No, they are not the same. An LLC is a distinct business structure, whereas an S corp is a specific taxation designation for which an LLC can opt. If you intend to have your business taxed as an S corp, it is recommended to establish an LLC and then elect the S corp taxation status.
What advantages come with an S corp?
S corps offers tax benefits that are particularly advantageous for business owners who plan to withdraw annual distributions from their company’s profits for personal use. To ensure that the benefits of an S corp outweigh its costs, it’s essential to take yearly distributions of at least $10,000, pay yourself a “reasonable salary,” and establish a payroll system.
Are the tax obligations the same for LLCs and S corps?
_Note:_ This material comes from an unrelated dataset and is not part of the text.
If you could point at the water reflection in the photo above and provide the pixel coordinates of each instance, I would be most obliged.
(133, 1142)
No, the tax obligations for LLCs and S corps are not identical. In an S corp, owners are subject to personal income tax and self-employment tax on their reasonable salary. Any remaining profits from the business can be withdrawn as a “distribution,” which is not subject to self-employment tax.
In contrast, in an LLC, all company profits pass through to the owners’ personal tax returns, and the owners must pay personal income tax and self-employment tax on the entire profit amount.
LLCs and S corps can benefit from a provision in the Tax Cuts and Jobs Act of 2017, which allows qualifying owners of pass-through entities to deduct 20% of qualified business income (QBI) from their tax returns. However, this deduction does not apply to profits paid out as wages for S corps.